Hot Summer Chironomid Fishing

It’s summer time in the southern interior regions of BC. We have been under a heat wave for about the past month with daytime air temperatures regularly reaching the high 80’s to low 90’sF. Water temperatures in many lower elevation trout lakes are also getting quite warm which has put a end to the progression of aquatic insect emergences commonly found in these productive lakes. Mid-summer trout diets often consist of zooplankton and more zooplankton. However there is some good fishing to be had on fisheries that have been established on irrigation impoundments. Well known lakes like Campbell, Scuitto, Jacko, Six Mile, Edith, Tunkwa and Leighton lakes all located in the greater Kamloops area can offer a somewhat unique mid-summer chironomid emergence that is typically tied to the withdrawal of water for downstream irrigation purposes. The hatches encountered are often large chironomids, whose pupa reach 3/4’s of an inch in length. The movement of water through the lake and combined lowering of lake levels seem to trigger this emergence. Often, anglers will see large chironomid larvae, also called bloodworms, suspended in the water column or stuck in the surface film.
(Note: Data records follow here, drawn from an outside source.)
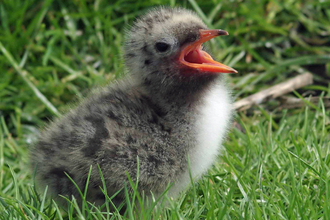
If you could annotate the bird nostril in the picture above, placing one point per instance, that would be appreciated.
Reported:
(193, 57)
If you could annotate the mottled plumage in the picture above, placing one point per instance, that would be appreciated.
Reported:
(161, 112)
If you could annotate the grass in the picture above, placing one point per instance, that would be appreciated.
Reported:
(276, 163)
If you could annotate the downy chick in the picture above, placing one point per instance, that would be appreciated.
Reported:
(172, 105)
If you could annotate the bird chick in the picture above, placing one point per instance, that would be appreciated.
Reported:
(173, 105)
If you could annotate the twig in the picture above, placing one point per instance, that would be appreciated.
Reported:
(274, 91)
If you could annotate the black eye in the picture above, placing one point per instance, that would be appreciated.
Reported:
(162, 47)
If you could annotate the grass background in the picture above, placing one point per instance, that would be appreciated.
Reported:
(276, 162)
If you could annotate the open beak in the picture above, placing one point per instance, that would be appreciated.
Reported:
(193, 56)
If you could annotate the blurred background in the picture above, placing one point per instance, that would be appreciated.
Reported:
(53, 52)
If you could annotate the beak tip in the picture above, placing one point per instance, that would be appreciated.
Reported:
(222, 32)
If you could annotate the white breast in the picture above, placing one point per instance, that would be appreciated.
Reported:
(211, 127)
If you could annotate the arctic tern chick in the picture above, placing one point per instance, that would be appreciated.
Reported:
(172, 105)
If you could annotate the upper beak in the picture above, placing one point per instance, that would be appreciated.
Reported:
(193, 56)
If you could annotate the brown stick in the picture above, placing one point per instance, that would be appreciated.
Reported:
(274, 91)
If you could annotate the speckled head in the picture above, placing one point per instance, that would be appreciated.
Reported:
(168, 41)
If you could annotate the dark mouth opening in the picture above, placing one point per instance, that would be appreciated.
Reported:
(193, 57)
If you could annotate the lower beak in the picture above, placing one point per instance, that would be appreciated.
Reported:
(193, 56)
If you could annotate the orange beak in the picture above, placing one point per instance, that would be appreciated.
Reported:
(193, 56)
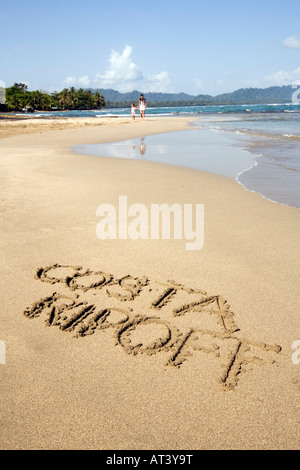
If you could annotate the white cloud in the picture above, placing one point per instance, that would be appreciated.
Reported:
(292, 43)
(124, 75)
(284, 78)
(84, 81)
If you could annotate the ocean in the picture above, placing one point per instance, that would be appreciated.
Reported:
(257, 145)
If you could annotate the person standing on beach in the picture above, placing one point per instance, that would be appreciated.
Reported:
(142, 106)
(133, 108)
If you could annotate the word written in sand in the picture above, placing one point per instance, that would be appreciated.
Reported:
(296, 354)
(150, 317)
(144, 226)
(2, 353)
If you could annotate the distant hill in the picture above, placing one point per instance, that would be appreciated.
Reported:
(269, 95)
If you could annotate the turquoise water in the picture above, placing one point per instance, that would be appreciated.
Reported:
(179, 111)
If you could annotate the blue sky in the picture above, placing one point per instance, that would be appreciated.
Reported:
(194, 46)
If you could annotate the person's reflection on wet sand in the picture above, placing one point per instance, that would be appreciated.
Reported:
(142, 146)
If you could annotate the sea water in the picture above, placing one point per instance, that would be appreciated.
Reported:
(259, 150)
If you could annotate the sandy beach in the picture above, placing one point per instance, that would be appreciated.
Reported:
(140, 344)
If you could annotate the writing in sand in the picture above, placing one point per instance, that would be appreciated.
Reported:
(150, 317)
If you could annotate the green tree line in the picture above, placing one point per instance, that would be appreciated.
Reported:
(19, 98)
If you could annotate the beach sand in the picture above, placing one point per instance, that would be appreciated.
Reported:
(140, 344)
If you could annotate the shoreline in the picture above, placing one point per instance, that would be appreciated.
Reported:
(153, 372)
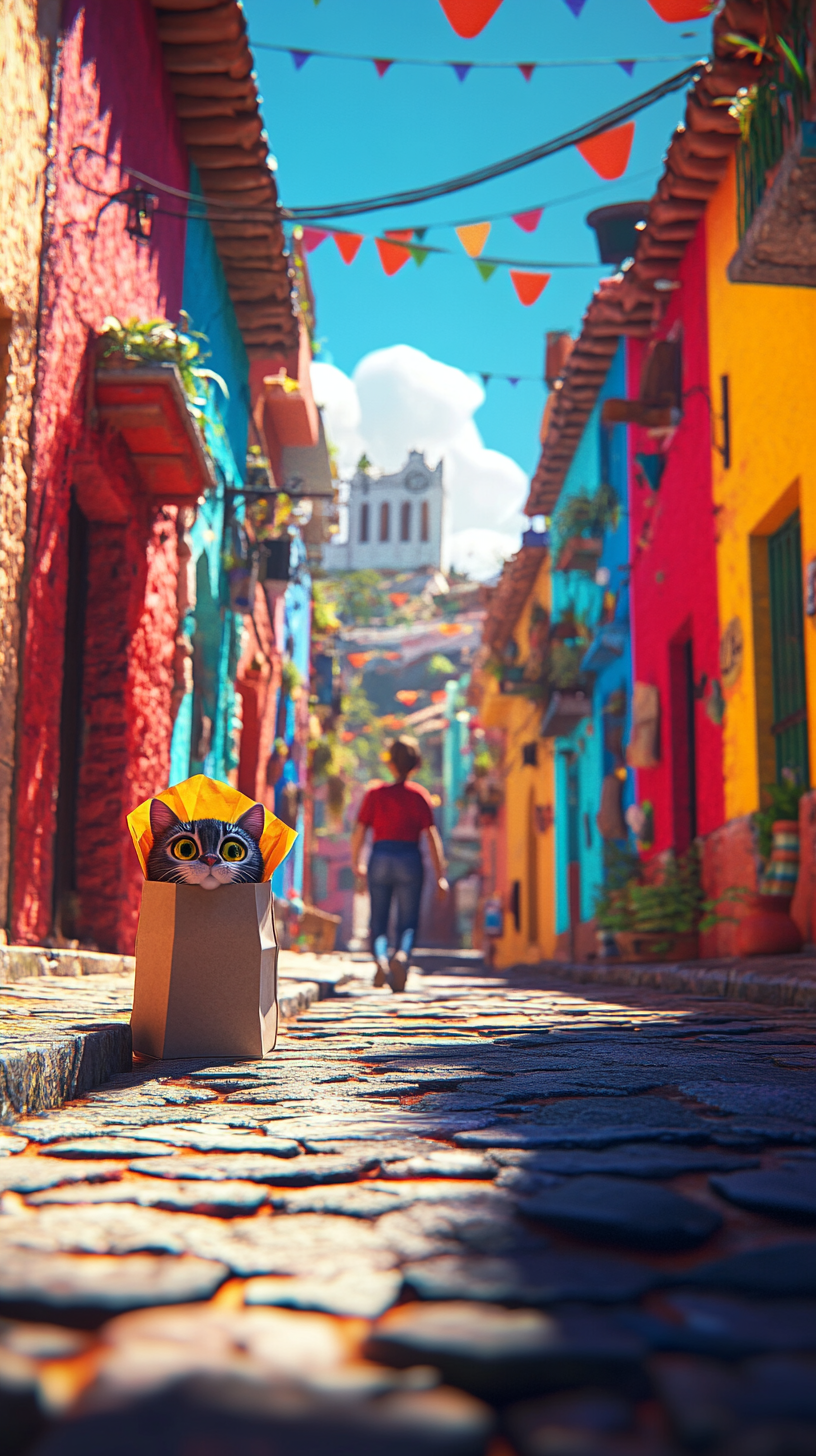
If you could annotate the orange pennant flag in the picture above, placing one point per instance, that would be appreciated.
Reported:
(609, 153)
(348, 245)
(472, 238)
(392, 255)
(469, 18)
(529, 287)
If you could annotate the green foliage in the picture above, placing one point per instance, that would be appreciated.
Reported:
(155, 341)
(783, 802)
(566, 664)
(675, 904)
(587, 514)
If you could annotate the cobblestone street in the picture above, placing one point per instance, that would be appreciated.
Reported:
(558, 1219)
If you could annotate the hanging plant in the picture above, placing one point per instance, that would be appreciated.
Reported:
(156, 341)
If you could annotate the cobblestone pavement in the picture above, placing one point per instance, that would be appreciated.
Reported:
(516, 1217)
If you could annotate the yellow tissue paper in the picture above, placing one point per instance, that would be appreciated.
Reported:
(206, 798)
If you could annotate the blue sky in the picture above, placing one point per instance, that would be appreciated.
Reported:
(340, 131)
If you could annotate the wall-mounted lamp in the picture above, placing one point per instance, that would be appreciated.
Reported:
(724, 450)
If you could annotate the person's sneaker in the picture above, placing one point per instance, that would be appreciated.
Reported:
(398, 970)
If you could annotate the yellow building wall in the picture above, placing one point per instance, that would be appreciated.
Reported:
(764, 338)
(528, 851)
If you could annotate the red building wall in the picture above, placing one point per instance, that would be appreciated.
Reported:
(673, 572)
(112, 96)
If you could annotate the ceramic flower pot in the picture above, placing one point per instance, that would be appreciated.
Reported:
(768, 929)
(783, 868)
(657, 945)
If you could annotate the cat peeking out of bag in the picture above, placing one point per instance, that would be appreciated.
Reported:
(206, 852)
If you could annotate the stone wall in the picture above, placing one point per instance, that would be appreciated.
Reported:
(25, 69)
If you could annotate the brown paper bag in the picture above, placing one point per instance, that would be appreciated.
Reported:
(206, 971)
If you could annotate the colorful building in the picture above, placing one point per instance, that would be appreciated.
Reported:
(133, 634)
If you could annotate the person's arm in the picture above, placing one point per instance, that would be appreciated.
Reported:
(437, 858)
(357, 840)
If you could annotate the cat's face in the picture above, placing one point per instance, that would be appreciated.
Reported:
(206, 852)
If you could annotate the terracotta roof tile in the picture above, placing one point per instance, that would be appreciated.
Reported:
(210, 69)
(630, 303)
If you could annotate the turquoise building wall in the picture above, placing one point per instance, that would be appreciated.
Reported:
(602, 457)
(212, 626)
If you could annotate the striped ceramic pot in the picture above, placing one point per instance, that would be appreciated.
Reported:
(783, 868)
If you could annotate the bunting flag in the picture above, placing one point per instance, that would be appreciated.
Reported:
(528, 222)
(312, 238)
(675, 10)
(529, 287)
(348, 245)
(468, 18)
(474, 238)
(609, 153)
(528, 69)
(392, 255)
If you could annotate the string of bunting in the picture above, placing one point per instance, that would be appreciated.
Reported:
(468, 18)
(461, 69)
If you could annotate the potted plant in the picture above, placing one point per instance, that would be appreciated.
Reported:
(659, 920)
(579, 524)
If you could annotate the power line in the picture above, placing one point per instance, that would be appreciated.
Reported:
(496, 169)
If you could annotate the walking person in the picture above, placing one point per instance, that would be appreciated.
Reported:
(398, 814)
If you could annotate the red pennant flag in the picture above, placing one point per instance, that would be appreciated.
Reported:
(529, 287)
(392, 255)
(609, 153)
(469, 18)
(312, 238)
(528, 222)
(348, 245)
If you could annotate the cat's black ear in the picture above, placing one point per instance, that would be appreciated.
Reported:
(252, 821)
(162, 817)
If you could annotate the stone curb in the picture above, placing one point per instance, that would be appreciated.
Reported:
(768, 983)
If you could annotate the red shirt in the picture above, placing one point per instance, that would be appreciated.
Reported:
(397, 811)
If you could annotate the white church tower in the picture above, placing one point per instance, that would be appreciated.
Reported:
(395, 521)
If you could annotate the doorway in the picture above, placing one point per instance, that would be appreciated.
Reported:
(787, 653)
(684, 743)
(66, 899)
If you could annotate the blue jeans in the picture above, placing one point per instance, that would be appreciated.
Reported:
(395, 868)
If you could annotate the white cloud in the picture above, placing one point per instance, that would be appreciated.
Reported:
(480, 554)
(399, 399)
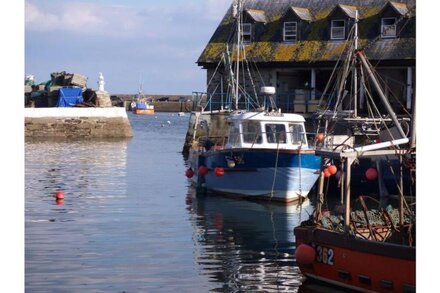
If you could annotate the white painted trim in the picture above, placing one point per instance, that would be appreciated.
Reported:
(331, 30)
(382, 28)
(290, 35)
(247, 33)
(113, 112)
(337, 283)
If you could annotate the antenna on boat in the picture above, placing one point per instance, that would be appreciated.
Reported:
(237, 11)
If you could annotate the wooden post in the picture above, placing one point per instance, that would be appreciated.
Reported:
(401, 199)
(320, 197)
(312, 83)
(347, 194)
(409, 86)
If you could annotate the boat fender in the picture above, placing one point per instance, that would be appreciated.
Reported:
(371, 174)
(305, 254)
(203, 170)
(219, 171)
(189, 173)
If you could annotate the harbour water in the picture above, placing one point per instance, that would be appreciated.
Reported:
(131, 222)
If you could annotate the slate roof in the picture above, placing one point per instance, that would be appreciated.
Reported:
(314, 47)
(400, 8)
(257, 15)
(302, 13)
(349, 10)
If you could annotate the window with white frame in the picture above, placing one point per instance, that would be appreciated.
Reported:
(290, 31)
(337, 30)
(246, 32)
(388, 27)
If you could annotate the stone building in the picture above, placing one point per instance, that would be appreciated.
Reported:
(294, 45)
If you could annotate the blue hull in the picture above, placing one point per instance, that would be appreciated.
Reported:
(261, 173)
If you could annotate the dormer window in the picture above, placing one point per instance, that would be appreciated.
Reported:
(337, 30)
(388, 27)
(246, 32)
(290, 31)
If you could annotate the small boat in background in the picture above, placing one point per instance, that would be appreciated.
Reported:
(140, 104)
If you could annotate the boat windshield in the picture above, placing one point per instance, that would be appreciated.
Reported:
(297, 134)
(275, 133)
(251, 132)
(234, 135)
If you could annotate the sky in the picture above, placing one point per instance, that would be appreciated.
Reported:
(156, 43)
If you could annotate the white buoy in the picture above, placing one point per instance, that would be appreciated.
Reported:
(101, 82)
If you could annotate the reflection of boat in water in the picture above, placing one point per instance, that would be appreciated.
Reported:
(245, 245)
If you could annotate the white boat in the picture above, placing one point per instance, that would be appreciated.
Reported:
(140, 105)
(265, 154)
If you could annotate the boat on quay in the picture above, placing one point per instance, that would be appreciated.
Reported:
(265, 154)
(367, 244)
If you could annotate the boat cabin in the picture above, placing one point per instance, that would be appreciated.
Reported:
(267, 130)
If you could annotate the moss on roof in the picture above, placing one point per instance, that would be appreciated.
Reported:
(269, 48)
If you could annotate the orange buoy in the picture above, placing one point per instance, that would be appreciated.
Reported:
(219, 171)
(371, 174)
(203, 170)
(189, 173)
(59, 195)
(338, 175)
(332, 169)
(305, 254)
(320, 137)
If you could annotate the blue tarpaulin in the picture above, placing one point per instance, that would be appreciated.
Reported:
(141, 105)
(69, 97)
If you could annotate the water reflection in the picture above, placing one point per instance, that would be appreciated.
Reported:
(245, 245)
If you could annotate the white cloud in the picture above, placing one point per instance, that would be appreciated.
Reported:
(83, 18)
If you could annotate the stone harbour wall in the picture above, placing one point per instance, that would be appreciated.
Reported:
(77, 123)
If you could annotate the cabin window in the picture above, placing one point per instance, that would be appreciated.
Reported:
(297, 134)
(234, 135)
(246, 32)
(388, 27)
(276, 133)
(338, 30)
(251, 132)
(290, 31)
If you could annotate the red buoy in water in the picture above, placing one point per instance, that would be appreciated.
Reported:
(305, 254)
(189, 173)
(332, 169)
(219, 171)
(59, 195)
(371, 174)
(203, 170)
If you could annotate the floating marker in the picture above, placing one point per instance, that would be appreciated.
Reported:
(59, 195)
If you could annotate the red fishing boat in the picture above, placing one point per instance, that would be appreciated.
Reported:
(367, 244)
This is a really good sign that there will be a “bomber” chironomid emergence happening in the very near future. Often, these mergences will be occurring during intense blue-green algal blooms but remember the algae is concentrated in the upper 15 feet of water. Bomber patterns should be tied with white bead heads to imitate the prominent white gills of these large pupa. White antron gills will stain green from the algae. This can be a fun fishery under hot summer conditions. The best way to fish it is to suspend pupal patterns under a strike indicator. Set the indicator so that the pupa is hanging between 1 and 16 inches off the bottom. Use your depth sounder to get the general lay of the land of where you are fishing then use a pair of haemostats clipped onto your fly to get the precise depth being fished. Lower the haemostats down over the side of the boat and after it hits bottom if it pulls your indicator down 3 feet below the surface, that is the distance your fly is above the bottom. Re-set your indicator accordingly.

Have fun with this special summer treat!!

Filed under: On the Waters

One Response to "Hot Summer Chironomid Fishing"

  1. Will Ziebell says:

    Thanks Brian. Truly useful information.